Segundo ela, espaço para trabalhar não falta. Além disto, o Brasil é carente de médicos para atuar na atenção básica do SUS (Sistema Único de Saúde). Os cursos de medicina de universidades  de outros países da América Latina tem justamente a grade curricular voltada para este setor.

“No Brasil, a cada 10 médicos, seis possuem um título de especialista. Temos 381 mil títulos de especialidades, mas apenas 288 mil especialistas. Ou seja, temos 100 mil médicos com dois títulos”, explicou.  A maioria destes profissionais atua na rede privada, a prova são as longas filas para atendimento com ortopedistas, oculistas e psiquiatras, na rede públicas.

Atualmente, Dayane (atrás) atua como médica no Espírito Santo, onde passou por processo seletivo sem a necessidade do Revalida (Foto: Arquivo Pessoal)
Atualmente, Dayane (atrás) atua como médica no Espírito Santo, onde passou por processo seletivo sem a necessidade do Revalida (Foto: Arquivo Pessoal)

De Dourados, e formada em Medicina em Assunção, Dayane sentiu na pele as dificuldades para atuar como médica.

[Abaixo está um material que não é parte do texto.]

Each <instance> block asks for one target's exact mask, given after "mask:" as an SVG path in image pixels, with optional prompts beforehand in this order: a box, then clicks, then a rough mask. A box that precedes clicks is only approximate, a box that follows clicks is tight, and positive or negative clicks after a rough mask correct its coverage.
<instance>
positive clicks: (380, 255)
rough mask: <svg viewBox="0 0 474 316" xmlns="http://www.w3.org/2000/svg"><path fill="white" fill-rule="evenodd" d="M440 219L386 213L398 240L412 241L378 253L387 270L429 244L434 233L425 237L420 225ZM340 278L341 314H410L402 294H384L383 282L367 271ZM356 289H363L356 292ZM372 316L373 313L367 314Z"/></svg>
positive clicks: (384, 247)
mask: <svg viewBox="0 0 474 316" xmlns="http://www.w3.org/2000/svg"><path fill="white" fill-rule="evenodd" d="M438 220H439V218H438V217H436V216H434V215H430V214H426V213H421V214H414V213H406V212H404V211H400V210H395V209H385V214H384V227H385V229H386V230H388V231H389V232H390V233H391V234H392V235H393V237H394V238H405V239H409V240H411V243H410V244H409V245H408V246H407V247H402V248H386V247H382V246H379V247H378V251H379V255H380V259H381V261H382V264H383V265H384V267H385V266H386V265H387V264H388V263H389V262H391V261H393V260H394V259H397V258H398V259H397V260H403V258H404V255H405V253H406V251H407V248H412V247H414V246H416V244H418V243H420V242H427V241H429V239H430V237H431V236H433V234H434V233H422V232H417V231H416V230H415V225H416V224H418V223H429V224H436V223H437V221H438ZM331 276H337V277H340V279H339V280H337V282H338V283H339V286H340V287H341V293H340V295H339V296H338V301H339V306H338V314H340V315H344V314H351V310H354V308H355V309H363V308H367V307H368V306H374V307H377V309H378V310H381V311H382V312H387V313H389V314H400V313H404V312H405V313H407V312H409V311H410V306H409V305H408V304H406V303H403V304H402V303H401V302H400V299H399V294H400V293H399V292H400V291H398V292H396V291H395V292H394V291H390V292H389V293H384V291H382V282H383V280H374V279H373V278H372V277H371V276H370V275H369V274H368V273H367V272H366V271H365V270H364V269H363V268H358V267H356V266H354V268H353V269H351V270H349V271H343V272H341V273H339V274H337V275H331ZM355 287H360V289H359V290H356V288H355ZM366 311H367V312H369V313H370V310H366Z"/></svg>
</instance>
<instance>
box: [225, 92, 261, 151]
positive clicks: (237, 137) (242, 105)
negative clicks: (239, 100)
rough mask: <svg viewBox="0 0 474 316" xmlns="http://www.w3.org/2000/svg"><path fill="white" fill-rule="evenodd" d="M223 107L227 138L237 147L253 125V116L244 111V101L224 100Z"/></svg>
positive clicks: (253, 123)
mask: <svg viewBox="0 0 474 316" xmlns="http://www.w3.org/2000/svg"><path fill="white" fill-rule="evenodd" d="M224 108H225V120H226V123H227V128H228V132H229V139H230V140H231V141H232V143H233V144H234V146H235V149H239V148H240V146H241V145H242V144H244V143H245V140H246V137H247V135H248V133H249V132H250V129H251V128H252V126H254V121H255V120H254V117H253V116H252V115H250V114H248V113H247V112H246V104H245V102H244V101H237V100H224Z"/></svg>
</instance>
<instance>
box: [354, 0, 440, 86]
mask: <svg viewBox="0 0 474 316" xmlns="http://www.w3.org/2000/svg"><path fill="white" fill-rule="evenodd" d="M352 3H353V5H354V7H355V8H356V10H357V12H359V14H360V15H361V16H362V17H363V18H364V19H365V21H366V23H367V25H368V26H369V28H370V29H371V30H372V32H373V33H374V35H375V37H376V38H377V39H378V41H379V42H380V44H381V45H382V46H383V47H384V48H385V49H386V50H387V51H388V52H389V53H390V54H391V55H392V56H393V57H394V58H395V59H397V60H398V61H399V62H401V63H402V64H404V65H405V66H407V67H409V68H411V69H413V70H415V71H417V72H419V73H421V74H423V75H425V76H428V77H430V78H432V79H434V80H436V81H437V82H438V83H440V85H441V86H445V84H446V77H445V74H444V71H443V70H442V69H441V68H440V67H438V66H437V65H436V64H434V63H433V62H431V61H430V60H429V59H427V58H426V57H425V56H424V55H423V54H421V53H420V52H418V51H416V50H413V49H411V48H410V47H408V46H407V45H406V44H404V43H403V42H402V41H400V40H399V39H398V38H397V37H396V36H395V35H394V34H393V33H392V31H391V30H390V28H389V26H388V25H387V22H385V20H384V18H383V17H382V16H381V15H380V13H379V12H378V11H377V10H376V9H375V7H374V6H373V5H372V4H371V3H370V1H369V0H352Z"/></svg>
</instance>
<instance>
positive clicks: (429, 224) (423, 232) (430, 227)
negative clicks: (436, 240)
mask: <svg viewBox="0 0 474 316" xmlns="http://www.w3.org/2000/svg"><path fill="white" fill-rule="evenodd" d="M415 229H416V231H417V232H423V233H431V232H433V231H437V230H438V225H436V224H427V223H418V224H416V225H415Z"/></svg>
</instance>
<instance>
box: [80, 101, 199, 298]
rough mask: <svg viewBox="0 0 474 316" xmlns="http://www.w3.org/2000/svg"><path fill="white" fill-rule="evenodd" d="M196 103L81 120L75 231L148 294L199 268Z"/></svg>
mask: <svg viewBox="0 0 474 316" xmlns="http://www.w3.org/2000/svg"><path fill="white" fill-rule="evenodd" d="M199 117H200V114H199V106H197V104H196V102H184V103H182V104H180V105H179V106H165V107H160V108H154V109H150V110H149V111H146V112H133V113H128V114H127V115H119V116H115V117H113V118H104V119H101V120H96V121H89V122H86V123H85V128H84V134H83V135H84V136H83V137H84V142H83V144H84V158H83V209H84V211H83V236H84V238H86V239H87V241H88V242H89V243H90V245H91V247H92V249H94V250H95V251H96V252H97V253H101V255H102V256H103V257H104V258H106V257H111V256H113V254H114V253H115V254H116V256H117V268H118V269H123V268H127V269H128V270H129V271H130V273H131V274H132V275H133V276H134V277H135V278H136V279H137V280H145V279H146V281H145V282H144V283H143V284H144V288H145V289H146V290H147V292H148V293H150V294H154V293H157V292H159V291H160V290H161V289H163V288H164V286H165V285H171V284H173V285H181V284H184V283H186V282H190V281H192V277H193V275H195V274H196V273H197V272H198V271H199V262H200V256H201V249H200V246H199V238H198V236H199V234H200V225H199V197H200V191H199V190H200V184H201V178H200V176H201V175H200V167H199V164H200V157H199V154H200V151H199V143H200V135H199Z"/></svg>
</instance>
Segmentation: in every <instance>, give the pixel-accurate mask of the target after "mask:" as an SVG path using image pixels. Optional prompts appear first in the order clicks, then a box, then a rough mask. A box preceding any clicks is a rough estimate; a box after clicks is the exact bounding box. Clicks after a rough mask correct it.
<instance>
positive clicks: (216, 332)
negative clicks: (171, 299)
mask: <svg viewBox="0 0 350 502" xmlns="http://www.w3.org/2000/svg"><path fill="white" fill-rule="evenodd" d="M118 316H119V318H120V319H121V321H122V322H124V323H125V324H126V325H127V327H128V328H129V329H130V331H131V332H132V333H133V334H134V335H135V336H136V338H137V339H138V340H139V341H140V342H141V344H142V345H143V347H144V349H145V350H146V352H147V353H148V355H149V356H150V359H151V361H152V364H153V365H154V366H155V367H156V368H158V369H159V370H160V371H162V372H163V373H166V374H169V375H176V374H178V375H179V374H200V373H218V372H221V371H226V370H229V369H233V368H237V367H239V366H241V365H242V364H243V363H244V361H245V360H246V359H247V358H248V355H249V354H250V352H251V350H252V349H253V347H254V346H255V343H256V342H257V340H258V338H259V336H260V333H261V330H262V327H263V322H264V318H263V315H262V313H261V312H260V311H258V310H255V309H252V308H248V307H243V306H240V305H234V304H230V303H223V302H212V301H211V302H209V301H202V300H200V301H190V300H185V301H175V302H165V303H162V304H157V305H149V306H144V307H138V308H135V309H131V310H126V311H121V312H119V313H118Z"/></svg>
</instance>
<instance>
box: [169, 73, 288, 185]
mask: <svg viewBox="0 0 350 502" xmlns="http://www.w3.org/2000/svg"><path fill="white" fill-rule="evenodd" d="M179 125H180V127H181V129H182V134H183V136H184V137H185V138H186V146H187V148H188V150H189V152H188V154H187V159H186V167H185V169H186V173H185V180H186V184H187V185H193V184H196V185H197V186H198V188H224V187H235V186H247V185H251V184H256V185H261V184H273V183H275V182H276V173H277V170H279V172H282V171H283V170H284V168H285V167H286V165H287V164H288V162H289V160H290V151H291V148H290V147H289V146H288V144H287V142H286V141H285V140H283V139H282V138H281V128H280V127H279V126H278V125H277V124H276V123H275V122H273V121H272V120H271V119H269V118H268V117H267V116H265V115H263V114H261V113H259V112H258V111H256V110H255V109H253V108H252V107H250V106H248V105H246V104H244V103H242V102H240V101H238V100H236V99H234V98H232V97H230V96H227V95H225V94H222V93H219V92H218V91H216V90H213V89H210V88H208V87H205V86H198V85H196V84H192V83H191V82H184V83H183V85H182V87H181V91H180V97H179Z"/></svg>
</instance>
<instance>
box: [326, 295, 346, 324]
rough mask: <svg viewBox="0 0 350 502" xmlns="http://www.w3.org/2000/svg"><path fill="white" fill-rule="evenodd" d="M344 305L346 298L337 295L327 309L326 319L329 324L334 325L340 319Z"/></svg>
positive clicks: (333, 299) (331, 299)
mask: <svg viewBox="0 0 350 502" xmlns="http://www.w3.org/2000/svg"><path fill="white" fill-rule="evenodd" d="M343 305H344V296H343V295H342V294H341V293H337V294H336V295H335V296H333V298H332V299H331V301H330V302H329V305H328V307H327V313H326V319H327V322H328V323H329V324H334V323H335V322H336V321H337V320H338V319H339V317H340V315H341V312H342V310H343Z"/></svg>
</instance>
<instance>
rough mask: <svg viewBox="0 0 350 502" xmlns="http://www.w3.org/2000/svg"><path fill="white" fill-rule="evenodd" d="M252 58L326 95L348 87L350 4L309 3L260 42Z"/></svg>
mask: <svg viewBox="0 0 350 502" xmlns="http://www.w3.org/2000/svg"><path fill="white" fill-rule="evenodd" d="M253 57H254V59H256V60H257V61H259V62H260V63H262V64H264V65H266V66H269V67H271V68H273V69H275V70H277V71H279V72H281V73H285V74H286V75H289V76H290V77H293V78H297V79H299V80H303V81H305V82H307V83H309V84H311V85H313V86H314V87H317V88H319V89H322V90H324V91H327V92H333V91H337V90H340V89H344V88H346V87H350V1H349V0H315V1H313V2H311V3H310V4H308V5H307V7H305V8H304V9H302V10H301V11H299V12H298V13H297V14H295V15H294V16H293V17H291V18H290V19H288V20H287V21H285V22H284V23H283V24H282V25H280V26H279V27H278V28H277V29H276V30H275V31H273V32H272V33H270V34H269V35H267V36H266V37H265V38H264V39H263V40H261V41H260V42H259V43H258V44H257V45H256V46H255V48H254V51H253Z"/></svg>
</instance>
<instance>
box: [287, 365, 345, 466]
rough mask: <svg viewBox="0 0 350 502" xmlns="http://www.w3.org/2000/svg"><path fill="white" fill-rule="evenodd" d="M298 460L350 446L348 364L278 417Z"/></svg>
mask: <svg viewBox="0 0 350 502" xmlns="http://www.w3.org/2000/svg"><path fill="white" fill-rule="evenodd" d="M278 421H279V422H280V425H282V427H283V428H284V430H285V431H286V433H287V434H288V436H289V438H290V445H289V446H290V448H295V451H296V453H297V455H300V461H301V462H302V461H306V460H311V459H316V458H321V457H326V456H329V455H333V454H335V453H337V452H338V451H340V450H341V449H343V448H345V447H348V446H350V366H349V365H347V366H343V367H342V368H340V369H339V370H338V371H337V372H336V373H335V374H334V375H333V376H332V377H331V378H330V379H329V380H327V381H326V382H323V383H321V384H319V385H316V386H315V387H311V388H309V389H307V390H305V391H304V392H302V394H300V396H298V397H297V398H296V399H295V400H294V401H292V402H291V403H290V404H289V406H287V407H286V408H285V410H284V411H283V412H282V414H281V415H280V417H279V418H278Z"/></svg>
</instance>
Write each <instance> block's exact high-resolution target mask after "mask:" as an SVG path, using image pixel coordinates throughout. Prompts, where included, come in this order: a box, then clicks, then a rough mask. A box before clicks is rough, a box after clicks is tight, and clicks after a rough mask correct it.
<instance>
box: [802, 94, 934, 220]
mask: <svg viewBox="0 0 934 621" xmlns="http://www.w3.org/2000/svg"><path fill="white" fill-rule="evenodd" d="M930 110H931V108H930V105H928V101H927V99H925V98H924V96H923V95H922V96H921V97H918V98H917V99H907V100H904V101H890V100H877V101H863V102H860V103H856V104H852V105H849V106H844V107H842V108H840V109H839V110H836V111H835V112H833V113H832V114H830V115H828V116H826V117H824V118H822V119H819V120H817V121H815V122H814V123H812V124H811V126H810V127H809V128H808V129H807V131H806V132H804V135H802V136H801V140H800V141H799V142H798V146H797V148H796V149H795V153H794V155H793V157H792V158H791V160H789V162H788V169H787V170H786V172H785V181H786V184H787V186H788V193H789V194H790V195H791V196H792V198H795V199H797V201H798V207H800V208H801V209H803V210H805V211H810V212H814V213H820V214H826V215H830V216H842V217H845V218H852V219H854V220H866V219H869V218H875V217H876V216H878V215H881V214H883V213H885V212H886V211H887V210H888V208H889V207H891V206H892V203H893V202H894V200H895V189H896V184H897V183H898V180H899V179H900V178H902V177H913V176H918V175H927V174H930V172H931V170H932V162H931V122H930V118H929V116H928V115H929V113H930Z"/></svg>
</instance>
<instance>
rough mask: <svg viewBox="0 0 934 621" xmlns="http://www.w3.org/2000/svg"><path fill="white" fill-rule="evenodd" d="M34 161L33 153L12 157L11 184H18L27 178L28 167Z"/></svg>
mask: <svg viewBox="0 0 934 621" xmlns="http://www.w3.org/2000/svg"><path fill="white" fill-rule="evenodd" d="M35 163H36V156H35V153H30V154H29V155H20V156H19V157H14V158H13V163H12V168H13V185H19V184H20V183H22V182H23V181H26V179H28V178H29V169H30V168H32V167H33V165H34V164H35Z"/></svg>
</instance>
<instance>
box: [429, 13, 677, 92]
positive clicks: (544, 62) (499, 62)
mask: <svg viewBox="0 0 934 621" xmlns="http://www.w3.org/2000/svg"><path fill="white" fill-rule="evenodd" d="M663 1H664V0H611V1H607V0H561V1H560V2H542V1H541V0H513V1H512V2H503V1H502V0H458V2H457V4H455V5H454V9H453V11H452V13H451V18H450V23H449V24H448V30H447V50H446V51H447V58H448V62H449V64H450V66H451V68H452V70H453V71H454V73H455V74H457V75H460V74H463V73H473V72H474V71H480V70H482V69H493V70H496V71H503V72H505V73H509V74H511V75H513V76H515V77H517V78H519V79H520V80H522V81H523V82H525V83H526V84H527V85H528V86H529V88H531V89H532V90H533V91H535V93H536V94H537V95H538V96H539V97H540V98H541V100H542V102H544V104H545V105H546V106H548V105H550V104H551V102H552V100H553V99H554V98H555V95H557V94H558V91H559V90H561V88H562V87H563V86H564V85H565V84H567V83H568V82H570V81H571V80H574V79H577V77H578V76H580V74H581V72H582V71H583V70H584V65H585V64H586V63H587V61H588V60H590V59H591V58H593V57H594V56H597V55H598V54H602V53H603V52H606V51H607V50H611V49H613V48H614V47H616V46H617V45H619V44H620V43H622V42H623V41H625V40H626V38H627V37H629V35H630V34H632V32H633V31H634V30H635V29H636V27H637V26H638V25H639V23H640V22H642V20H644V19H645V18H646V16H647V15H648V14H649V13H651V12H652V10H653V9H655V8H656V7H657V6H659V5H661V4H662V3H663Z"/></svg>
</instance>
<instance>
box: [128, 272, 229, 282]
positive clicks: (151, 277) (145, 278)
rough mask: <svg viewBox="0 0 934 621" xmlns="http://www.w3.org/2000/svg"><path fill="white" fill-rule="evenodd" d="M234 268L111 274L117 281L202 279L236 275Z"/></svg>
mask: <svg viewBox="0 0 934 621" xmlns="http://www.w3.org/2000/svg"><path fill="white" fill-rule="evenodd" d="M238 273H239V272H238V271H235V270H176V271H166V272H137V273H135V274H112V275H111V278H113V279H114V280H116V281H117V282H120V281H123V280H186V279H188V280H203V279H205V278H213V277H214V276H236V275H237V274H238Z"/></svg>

Sem conseguir realizar do Revalida, ela precisou ir para o Espirito Santo, onde vive há dois anos e meio, para atuar no Programa Mais Médico, em processo que exigiu outro tipo de avaliação.

O Estado, aliás, possui uma taxa de 12 médicos para cada 1 habitante, quando o recomendado é de 1 para cada 1 mil. “Ainda assim tive que ser deslocada para a grande Vitória, porque não tinha médicos suficientes para atender a comunidade durante a pandemia”, afirmou.

A Câmara dos Deputados analisa uma série de propostas que permitem que médicos formados no exterior e que ainda não revalidaram seus diplomas no País atuem durante a pandemia de covid-19. Outras propostas preveem a realização em caráter emergencial do Revalida.

Alguns dos projetos de lei são baseados em carta encaminhada por governadores do Nordeste ao governo federal solicitando a contratação dos profissionais estrangeiros como forma de incrementar o número de médicos durante a pandemia.

Enquanto os projetos tramitam, o sistema de saúde entra em colapso em vários estados. “A gente se sente meio que incapaz, de mãos atadas, porque somos mãos de obra. Há um certo preconceito, mas a nossa não de obra é tão boa quanto”, analisa a médica Marília Campos.